By Carol Gee
Accountability is a word we have heard used a great deal this year. It as if the concept were new to the American experience, given the lack of same in the previous administration. As I think about it, the word means that people are held to account. Or people take the natural, normal and logical consequences of their own actions.
Though President Obama is often too reluctant to hold officials in the Bush administration accountable, he does not set that same lax standard for himself. I believe that he expects to suffer consequences for his decisions and actions, as a man and as President of the United States, the Commander in Chief of the military. What are some of those consequences? They might include feelings of embarrassment, ambivalence, or worry and being subjected to criticism, among many other outcomes. But our President is not deterred by such. In that same vein he is willing to feel the pain, perhaps even anguish, associated with his decisions to send members of the military into harm's way.
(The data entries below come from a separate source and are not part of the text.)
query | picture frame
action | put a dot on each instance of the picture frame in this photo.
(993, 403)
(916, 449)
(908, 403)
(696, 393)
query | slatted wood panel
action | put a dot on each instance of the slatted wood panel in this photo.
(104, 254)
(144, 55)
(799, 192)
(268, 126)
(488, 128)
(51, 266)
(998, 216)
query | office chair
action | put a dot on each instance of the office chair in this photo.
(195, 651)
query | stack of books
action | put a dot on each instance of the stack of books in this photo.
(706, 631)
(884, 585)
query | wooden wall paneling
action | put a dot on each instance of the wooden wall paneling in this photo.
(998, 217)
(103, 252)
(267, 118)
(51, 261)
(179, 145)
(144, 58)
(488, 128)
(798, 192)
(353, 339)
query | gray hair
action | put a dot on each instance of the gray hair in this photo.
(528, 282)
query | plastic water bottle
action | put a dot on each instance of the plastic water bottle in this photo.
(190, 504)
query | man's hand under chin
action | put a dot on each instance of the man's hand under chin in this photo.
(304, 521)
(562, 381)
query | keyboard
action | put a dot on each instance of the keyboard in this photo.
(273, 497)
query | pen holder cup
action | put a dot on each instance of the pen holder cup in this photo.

President Barack Obama met the caskets of the most recent war casualties at Dover AFB before dawn Thursday. Arriving just after midnight, he and several other officials, including Attorney General Eric Holder, paid respects to 18 U.S. soldiers and DEA agents killed in multiple tragedies in Afghanistan. The President also met with the families of the fallen Americans. It was the right thing to do. On Twitter Josh Marshall posted a very moving set of Dover images at TPM Photo Galleries. The pictures of the President's middle of the night experience are particularly poignant.
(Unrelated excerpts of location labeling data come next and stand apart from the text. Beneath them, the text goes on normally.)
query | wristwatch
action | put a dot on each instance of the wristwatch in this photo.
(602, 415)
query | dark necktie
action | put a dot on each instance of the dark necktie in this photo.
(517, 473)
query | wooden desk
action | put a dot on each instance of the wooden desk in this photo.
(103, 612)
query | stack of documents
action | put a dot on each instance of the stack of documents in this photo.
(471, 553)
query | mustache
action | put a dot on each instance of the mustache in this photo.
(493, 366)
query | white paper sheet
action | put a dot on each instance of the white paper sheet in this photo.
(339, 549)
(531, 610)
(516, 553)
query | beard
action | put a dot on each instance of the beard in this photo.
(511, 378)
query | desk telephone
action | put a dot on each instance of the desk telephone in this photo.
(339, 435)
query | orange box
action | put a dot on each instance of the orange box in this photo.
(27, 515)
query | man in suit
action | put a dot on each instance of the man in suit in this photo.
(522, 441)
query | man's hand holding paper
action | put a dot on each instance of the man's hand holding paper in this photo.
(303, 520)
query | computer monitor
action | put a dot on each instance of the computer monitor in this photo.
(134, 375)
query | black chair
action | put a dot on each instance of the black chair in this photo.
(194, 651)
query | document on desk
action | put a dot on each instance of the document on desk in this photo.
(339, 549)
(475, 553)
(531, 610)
That anyone would dare to say that President Obama's trip to Dover was inappropriate is an absolute outrage. How dare they criticize this good man with so much weight on his thin shoulders! He is holding himself accountable for his wartime decisions by accepting the normal consequences. The feelings of sadness, solemnity, regret, frustration and perhaps even anger come with his POTUS territory. And he has stepped up, as he should have.